- Rougon Location of Rougon in Louisiana
- Coordinates: 30°36′03″N 91°23′50″W﻿ / ﻿30.60083°N 91.39722°W
- Country: United States
- State: Louisiana
- Parish: Pointe Coupee
- Elevation: 9.1 m (30 ft)
- Time zone: UTC-6 (CST)
- • Summer (DST): UTC-5 (CDT)
- ZIP code: 70773
- Area code: 225
- GNIS feature ID: 555842
- FIPS code: 22-66340

= Rougon, Louisiana =

Unincorporated community in Louisiana

Rougon, (pronounced Rue Gahn) is an unincorporated community in southeastern Pointe Coupee Parish, Louisiana United States.
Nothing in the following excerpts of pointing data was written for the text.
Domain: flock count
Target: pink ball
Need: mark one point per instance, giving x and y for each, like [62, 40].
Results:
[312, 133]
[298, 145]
The area is home to several plantation houses.

==History==
The community was formerly home to the now defunct P. V. Rougon store built in 1881.

==Geography==
There are no officially designated boundaries to the village, but the area is more or less bounded by Louisiana Highway 414 on the northern edge of the area, LA-983 on the western edge, a set of railroad tracks on the eastern edge, and southern Pointe Coupee Parish border on the southern edge. The zip code assigned to this area is 70773.

===Major Roadways===
- Louisiana Highway 983
- Louisiana Highway 416

==Education==
There is one school in the area, Rougon Elementary School (formerly Rougon High School).